When a position opened up, she took it—first working nights at the shelter, then accepting a position working with women with mental health and physical challenges. When the door opened for a counseling position with Simonka’s drug and alcohol recovery program, Lily took it. She’s been at Simonka Place for four years, and was recently promoted to Recovery Program Manager.
“What I do at Simonka fits who I am,” Lily says, “and the call to heal the brokenhearted and set the captives free.” She walks with women through a 15-18 month residential recovery program that seeks to set women free—not only from the bondage of addiction, but also from the trauma, pain, and shame that led them to addiction in the first place.
“It’s a long journey,” she shares. “The women have numbed their pain for so long with drugs and alcohol, or other means of escape, that it’s hard for them to face reality. They’re stuck in places where they were wounded and they don’t know how to get free.” She gets to walk with them as they encounter suffering that is no longer masked by substance abuse. And then she gets to see them start their lives all over again. “Some of our gals are even going back to school. They’re going to college,” she shares.
Although she’s never had biological children, Lily has witnessed the multiplication of her spiritual children as she’s watched women’s lives become transformed. “It’s holistic transformation, and the process intricately involves meeting Jesus and following Him.” She adds, “It’s just a wonderful joy to be there.”
Lily’s own journey isn’t over—and neither is her education.

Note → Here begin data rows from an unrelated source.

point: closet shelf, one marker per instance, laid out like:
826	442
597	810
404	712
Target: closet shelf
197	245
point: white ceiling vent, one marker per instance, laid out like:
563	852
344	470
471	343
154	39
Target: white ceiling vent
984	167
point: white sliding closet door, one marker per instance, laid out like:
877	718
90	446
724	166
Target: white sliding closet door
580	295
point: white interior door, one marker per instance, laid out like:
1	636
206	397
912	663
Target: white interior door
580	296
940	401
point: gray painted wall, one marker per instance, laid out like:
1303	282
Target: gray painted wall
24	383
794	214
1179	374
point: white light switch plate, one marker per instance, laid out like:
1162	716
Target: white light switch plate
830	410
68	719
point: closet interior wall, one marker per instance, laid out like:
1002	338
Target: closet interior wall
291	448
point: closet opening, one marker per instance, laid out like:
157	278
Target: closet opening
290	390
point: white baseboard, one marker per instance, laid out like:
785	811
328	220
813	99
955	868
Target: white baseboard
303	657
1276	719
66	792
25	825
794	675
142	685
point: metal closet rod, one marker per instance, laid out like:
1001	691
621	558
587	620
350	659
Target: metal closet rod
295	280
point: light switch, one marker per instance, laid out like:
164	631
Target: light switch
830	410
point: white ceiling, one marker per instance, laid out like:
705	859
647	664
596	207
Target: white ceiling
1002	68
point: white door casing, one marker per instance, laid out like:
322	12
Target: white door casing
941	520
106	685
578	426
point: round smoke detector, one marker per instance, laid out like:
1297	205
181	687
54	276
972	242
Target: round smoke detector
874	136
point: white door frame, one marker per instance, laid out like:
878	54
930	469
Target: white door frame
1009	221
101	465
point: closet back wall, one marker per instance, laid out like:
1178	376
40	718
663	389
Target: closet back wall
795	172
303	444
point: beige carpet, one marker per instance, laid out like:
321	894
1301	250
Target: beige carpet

She’s just begun Corban’s Doctor of Ministry program, where she’s the only woman in her cohort. “And I’m okay with that!” she laughs. “I feel like I have a voice, and I have something to contribute.”

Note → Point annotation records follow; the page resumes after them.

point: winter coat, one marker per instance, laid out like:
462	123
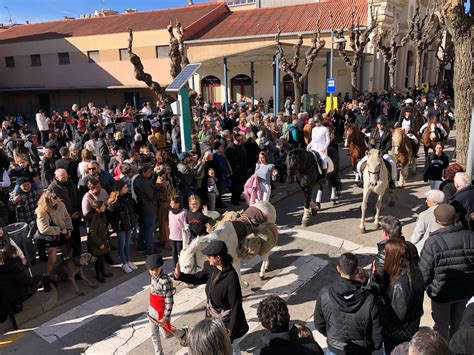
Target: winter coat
97	242
462	341
447	186
463	202
287	343
402	308
176	224
147	196
425	224
68	194
224	294
54	221
382	143
446	264
237	157
348	315
434	166
380	256
122	214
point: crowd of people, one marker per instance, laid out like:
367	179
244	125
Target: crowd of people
121	174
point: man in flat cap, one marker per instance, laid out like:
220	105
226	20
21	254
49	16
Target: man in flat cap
447	264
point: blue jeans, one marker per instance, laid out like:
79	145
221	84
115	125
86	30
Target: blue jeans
147	229
124	238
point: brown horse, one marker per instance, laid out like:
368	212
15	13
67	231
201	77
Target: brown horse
355	141
402	151
431	137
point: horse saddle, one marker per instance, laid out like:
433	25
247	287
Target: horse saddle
318	159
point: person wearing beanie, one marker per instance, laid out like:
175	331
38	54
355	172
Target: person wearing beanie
161	305
448	271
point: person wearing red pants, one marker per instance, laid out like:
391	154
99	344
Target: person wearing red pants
161	305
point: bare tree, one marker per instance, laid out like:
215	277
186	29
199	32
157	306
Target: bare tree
358	40
141	75
423	31
291	66
389	52
458	23
445	56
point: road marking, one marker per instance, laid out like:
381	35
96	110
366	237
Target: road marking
330	240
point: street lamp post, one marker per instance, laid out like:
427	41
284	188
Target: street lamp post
331	59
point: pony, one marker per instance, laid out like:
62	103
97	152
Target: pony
402	151
260	242
302	167
355	141
430	136
375	176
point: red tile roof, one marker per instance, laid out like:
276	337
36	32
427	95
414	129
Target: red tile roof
295	18
139	21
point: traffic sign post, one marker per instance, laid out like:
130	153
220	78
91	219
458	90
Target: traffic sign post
330	89
178	86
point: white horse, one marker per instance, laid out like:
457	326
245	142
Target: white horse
191	259
375	180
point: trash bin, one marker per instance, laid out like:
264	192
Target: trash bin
19	233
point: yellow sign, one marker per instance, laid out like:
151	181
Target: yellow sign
328	103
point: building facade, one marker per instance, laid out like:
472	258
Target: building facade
54	64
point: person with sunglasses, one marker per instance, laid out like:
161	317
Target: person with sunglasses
53	222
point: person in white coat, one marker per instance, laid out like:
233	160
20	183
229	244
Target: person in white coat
426	222
43	126
319	143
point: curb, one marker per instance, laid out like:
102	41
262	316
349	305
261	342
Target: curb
39	303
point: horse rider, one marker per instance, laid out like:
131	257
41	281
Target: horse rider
381	139
407	122
319	145
435	112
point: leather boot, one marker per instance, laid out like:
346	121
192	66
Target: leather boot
46	284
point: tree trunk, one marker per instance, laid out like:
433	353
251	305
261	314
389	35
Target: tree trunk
297	98
354	84
391	75
440	75
418	57
462	93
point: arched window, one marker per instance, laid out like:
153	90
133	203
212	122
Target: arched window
241	87
211	90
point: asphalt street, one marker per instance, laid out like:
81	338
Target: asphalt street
112	322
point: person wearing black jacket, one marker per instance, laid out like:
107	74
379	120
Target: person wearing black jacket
462	341
67	192
147	202
224	295
448	270
434	165
236	154
392	228
402	295
273	313
348	313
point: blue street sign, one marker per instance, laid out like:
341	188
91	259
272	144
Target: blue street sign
331	85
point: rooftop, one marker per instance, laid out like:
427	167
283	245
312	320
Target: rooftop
292	19
138	21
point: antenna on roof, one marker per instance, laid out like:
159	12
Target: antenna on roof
10	21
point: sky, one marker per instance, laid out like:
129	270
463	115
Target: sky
44	10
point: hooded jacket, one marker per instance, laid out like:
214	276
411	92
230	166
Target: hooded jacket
348	315
224	294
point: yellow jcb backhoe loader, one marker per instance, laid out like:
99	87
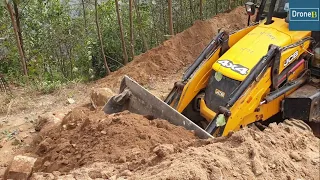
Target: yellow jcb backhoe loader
239	79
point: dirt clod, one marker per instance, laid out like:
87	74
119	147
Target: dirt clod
163	150
296	156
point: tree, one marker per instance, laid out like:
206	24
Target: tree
124	50
201	13
170	17
84	16
141	30
15	29
100	38
131	28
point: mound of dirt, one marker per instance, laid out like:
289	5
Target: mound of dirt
278	152
177	52
88	136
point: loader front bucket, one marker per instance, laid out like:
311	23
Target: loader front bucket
137	99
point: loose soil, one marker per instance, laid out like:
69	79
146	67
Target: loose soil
86	136
160	63
87	144
278	152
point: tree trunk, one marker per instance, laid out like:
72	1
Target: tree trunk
17	16
216	6
84	16
170	17
125	55
201	13
131	28
142	33
100	38
15	29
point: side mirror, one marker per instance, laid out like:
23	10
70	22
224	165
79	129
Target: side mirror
250	8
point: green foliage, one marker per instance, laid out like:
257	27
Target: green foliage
61	45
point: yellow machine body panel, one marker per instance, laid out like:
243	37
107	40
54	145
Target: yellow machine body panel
200	79
249	50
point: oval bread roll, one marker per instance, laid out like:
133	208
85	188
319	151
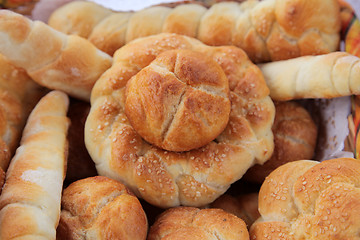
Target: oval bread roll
51	58
30	199
266	30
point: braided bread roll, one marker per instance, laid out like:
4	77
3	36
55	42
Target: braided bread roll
267	30
169	178
310	200
330	75
51	58
30	200
101	208
18	96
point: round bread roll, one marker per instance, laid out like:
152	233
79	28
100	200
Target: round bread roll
295	137
190	178
193	223
310	200
180	101
244	206
101	208
79	164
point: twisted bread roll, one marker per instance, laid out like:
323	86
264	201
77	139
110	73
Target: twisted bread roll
310	200
326	76
30	200
18	96
295	138
54	60
101	208
192	223
166	178
266	30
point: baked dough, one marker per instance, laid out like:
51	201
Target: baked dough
306	199
30	199
52	59
266	30
166	178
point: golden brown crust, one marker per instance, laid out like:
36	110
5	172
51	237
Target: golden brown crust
331	75
101	208
54	60
295	136
188	222
266	30
195	177
30	199
244	206
179	102
310	200
18	95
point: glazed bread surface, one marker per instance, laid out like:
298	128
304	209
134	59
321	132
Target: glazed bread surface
18	95
295	138
98	208
331	75
193	223
51	58
266	30
168	178
30	199
306	199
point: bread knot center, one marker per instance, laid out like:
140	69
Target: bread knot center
180	101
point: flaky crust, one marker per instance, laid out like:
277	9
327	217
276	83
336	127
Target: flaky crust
194	177
310	200
295	138
267	30
51	58
101	208
30	199
331	75
193	223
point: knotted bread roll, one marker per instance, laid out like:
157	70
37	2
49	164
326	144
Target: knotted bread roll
193	223
98	208
244	206
330	75
198	176
51	58
266	30
30	199
310	200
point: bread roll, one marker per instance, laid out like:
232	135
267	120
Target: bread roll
97	208
310	200
180	101
330	75
267	30
30	200
295	138
244	206
51	58
18	96
193	223
79	164
167	178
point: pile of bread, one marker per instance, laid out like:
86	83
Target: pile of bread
174	122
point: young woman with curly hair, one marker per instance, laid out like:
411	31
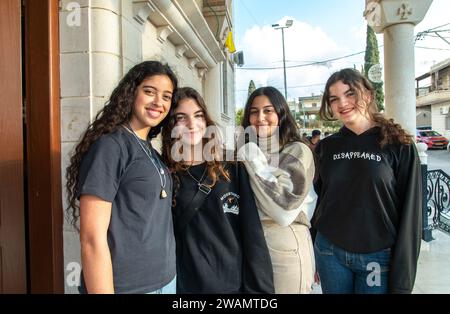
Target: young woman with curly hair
368	217
281	170
220	243
121	192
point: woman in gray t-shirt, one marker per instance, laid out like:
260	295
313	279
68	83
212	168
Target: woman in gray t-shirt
120	190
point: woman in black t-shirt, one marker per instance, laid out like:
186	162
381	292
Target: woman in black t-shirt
121	192
219	239
369	213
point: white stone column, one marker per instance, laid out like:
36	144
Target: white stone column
399	73
396	20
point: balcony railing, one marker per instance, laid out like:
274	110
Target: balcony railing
431	98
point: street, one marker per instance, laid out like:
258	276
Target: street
439	159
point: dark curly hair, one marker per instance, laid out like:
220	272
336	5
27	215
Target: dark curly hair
117	110
287	127
215	167
391	132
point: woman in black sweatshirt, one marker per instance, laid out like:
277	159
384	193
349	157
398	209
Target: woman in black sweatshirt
368	217
220	244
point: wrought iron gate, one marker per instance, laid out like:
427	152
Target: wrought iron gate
438	200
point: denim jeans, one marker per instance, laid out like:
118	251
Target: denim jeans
170	288
341	271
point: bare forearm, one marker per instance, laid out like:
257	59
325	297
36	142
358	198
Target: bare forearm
97	267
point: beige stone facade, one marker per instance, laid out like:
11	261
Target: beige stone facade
100	40
433	99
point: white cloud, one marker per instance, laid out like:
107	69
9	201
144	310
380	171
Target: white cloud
304	43
436	16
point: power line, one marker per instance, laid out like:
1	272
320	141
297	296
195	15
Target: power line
289	87
432	48
304	65
249	12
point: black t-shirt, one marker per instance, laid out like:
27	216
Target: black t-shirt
222	249
140	233
370	198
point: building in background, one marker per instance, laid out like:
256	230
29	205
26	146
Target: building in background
433	99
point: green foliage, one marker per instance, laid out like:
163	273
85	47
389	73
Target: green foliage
372	57
239	116
251	88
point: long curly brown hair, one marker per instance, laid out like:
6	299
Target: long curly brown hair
117	110
215	167
287	127
391	132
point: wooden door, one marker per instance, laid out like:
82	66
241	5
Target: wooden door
12	220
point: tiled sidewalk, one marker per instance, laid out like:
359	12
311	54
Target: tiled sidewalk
433	270
433	273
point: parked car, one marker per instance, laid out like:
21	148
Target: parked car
432	138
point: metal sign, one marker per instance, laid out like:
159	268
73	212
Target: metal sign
375	73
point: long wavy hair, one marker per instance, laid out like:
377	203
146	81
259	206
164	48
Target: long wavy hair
215	168
288	130
391	132
117	110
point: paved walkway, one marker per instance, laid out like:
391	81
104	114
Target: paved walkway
433	272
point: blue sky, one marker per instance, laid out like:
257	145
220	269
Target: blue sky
322	30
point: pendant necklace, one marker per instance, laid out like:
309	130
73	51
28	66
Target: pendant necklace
160	170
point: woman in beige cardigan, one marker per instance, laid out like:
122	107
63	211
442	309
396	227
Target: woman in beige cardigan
281	170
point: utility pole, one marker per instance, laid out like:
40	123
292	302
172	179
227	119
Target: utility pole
277	26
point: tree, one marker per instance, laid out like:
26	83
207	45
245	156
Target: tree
371	58
251	88
239	116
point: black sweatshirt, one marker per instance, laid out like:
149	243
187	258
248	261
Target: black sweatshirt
370	199
222	249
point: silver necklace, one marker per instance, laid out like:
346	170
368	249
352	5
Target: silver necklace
160	170
202	187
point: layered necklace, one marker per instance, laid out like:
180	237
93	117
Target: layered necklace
148	152
202	187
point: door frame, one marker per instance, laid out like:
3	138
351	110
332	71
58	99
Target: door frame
43	161
13	273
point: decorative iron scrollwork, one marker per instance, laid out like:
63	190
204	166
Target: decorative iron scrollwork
438	199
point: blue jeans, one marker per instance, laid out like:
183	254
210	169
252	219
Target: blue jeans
341	271
170	288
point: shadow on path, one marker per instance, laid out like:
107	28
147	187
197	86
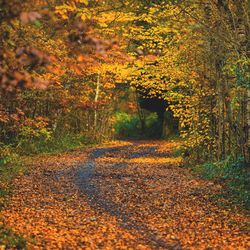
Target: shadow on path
87	177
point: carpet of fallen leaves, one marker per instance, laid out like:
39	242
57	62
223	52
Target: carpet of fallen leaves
133	195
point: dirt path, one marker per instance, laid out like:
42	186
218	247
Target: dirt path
124	196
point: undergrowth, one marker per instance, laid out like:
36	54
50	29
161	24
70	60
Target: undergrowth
234	175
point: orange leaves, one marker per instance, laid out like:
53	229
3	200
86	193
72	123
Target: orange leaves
27	17
119	203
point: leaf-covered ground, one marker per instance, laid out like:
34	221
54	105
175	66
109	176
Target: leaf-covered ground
124	196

At 61, Lily feels like her life is really just beginning. “I’ve got a lot more life to live, and a lot more God to give,” she says. “God is going to fulfill the dreams He’s put within me. I don’t want to leave anything undone.”
In May 2018, Lily Ellerton graduated summa cum laude from the Master of Divinity program. In addition, she was presented with the Distinguished Graduate Award, which is given to one undergraduate and one graduate student each year. Recipients of this award are characterized by four qualities: Maturing Christian, Competent Thinker, Effective Communicator, and Involved Citizen. She’s currently pursuing her Doctor of Ministry through Corban University and is looking forward to starting her dissertation project. She hopes to write about implementing change in organizational cultures.